In the second part of the report, the authors analyzed a large cohort of patients treated with commercial CAR T-cell immunotherapy at the University of Pennsylvania. CAR T-cell therapies included axi-cel (n=69), tisagenlecleucel (n=189), lisocabtagene maraleucel (n=32), brexucabtagene autoleucel (n=34), idecabtagene vicleucel (n=67), and ciltacabtagene autoleucel (n=58). They studied 449 adult patients treated for Non-Hodgkin lymphoma (n=317, majority large B-cell lymphoma), multiple myeloma (n=125), and acute lymphoblastic leukemia (n=7).

By retrospective review of the electronic medical records, the authors identified 16 patients (3.6%) diagnosed with secondary primary malignancies.

Hematologic malignancies occurred in five patients (1.1%) and included:

  • Myelodysplastic syndromes/neoplasm (2)

  • Acute myeloid leukemia (1)

  • Smoldering multiple myeloma (1)

  • T-cell lymphoma (1)

Solid malignancies included:

  • Non-melanoma skin cancers (5)

  • Prostate cancer (3)

  • NSCLC (3)

  • Melanoma (1)

The predicted five-year incidence rate was 15.2% for secondary solid malignancies and 2.3% for secondary hematologic neoplasms. On multivariable analysis (including gender, age, number of previous lines of therapies, CAR T-cell product, co-stimulatory domain, and previous autologous hematopoietic cell transplantation), only age 65 years or older at the time of CAR T-cell infusion independently correlated with the incidence of secondary primary malignancy.
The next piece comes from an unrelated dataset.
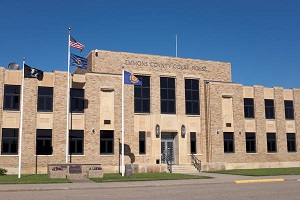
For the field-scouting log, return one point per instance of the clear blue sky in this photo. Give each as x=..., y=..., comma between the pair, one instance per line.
x=260, y=38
The authors noted that their review may underestimate the incidence of secondary primary malignancy, as they relied on chart review for diagnosis and did not reach out to patients directly.

The article is timely as it relates to the FDA’s warning in late 2023 regarding risk of T-cell malignancy following CAR T-cell therapy. The authors provide an in-depth description of a case of CAR-negative cytotoxic T-cell lymphoma arising three months after axi-cel therapy for large B-cell lymphoma and arising concurrently with a solid organ malignancy. Interestingly, the data suggest that a T-cell clone present before CAR T-cell infusion expanded after therapy, resulting in the overt lymphoma. In addition, the authors provide data on a cohort of 449 adult patients treated with commercial CAR T-cell therapy for hematologic malignancy, documenting solid secondary malignancies in 2.7% of patients and hematologic secondary malignancies in 1.1% of patients, including a single case of T-cell lymphoma.

Dr. Courville indicated no relevant conflicts of interest.